Mentre mi sentivo molto scomodo, immerso in queste riflessioni di un mostro sacro come Petrini, mi ha soccorso Fabio Brescacin. Un profeta della qualità e del fare commercio in modo sano e pulito. Per gli antichi romani, i commercianti avevano come protettore Mercurio, che è sì, il protettore dei ladri, ma anche il protettore dei terapeuti e dei guaritori. Ha rivendicato una funzione utile e saggia del commercio, e quindi di chi vende.
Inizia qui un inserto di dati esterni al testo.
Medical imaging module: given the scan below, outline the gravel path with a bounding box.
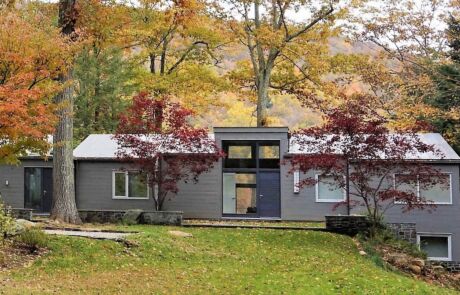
[44,229,132,240]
Una funzione di selezione attenta, di cernita, di spiegazione, di formazione.
Questa nota mi è piaciuta molto.
Ero davvero in crisi sentendo Petrini dare sciabolate e mazzate a tutto ciò che non è attività di produzione o trasformazione. Il commercio di solito non apporta cambiamenti al prodotto,
spesso aggiunge valore intangibile e invisibile. Così invisibile che chiamano qualcuno a spiegarlo. Il venditore.
Un venditore può decidere di riempire di parole l’aria per nascondere il nulla, oppure può essere il terapeuta che curerà il cliente dalla sua insoddisfazione, rendendo concreto ciò che è ancora nel subconscio dell’acquirente. Ecco il dilemma di fronte al quale mi mettono il fondatore di Slow Food e il fondatore di Ecor Naturasì: noi venditori viviamo vendendo qualunque cosa o servizio, che non sia proibito per legge, ma vendendo possiamo fare del bene o possiamo fare del male agli altri e al pianeta (e quindi di nuovo a noi). Arricchiamo o impoveriamo il sistema. Siamo parassiti o utili, a seconda di come agiamo.
La regola d’oro dice di non fare agli altri ciò che non vorresti fosse fatto a te. C’è in tutte le grandi religioni.
Basterebbe tenere a mente qualche regola, e queste sono quelle che mi sono sembrate più utili:
1. Non camuffare ciò che vendi.
2. Sii chiaro più che puoi con chi fa affari con te e non lasciare fraintendimenti.
3. Non basare una vendita su equivoci.
4. Tieni una prospettiva di lungo termine.
5. Metti il cliente sopra ogni altro interesse.
6. Scrivi su un cartoncino che ti impegni a guadagnarti il pane senza fregare il prossimo e tienilo nel portafoglio.
In questo mondo, oltre che venditore, sei cliente anche tu. E se hai dei figli ricordati che, di qualcuno, saranno clienti anche loro, prima o poi.